Alternatively we could recover the cipherstream using cryptanalysis. Assuming the larger files are of file types with large sections of repeating null-bytes, like for example executables or file systems, we may sample a few 2048-byte chunks of these files and run a majority function on all the bytes across the chunks to recover the cipher stream:
import re
from os import listdir
from itertools import cycle
chunks = []
md5string = r'^[0-9a-f]{32}$'
for filename in listdir():
if re.match(md5string, filename) is None:
continue
with open(filename,'rb') as f:
while len(chunks)<200:
ciphertext = f.read(2048)
if len(ciphertext) == 2048:
chunks.append(ciphertext)
else:
break
def majority(s):
return max(set(s), key = s.count)
xor = lambda a,b:bytes(i^j for i,j in zip(a,b))
xor_key = bytes(majority([j[i] for j in chunks]) for i in range(2048))

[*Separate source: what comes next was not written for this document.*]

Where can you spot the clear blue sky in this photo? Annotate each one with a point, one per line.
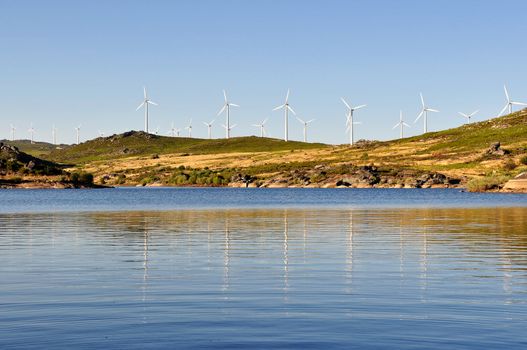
(85, 62)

md5string = r'^[0-9a-f]{32}$'
for filename in listdir():
if not re.match(md5string, filename) is None:
with open(filename,'rb') as f:
contents = f.read()
with open(f'{filename}.dec','wb') as f:
f.write(xor(contents,cycle(xor_key)))This will decrypt the files, as we may verify by taking the md5-sum:
$ md5sum *.dec
6cdc78e2f348f2f63fc20f7b014bb4c6 6cdc78e2f348f2f63fc20f7b014bb4c6.dec
20c5329d7fde522338f037a7fe8a84eb 20c5329d7fde522338f037a7fe8a84eb.dec
7233110888fcead21adb89b25c4edd73 7233110888fcead21adb89b25c4edd73.dec
e32f72e15f78347c51c4ca1b2847f667 e32f72e15f78347c51c4ca1b2847f667.dec
$ file *.dec
6cdc78e2f348f2f63fc20f7b014bb4c6.dec: LZMA compressed data, streamed
20c5329d7fde522338f037a7fe8a84eb.dec: PE32 executable (GUI) Intel 80386, for MS Windows
7233110888fcead21adb89b25c4edd73.dec: ASCII text, with CRLF line terminators
e32f72e15f78347c51c4ca1b2847f667.dec: PE32+ executable (GUI) x86-64, for MS Windows
Yup, looks about right! Now we may continue with part 2 of the challenge...
Okay, we're getting somewhere. Looks like we got some ASCII text and an LZMA-zipped archive. Let's take a look at the ASCII text first:
wget -UseBasicParsing -Uri "https://raw.githubusercontent.com/brunoklein99/deep-learning-notes/master/shakespeare.txt" -OutFile text.txt
Hmmm, it's downloading a text file. The text file in question is a compilation of the sonnets by William Shakespeare.
Let's take a look at the LZMA archive:
$ cp 6cdc78e2f348f2f63fc20f7b014bb4c6.dec something.lzma
$ lzma --decompress something.lzma
$ file something
something: ASCII text
This file seems to be the Sonnets just like text.txt, but a few characters are different. I wrote another quick python-script to compare the files:
with open('text.txt','r') as f:
shakespear = f.read()
with open('something','r') as f:
not_shakespear = f.read()
for i,j in zip(shakespear, not_shakespear):
if i != j:
print(j,end="")Running this script prints out TheFlagIsHiddenSomewhereHereOkayHereYouGoEPT{21af48eb6f04db3731b86a2ec10f19e7}IThinkItShouldBeEasyEnoughToGet, and there's our flag!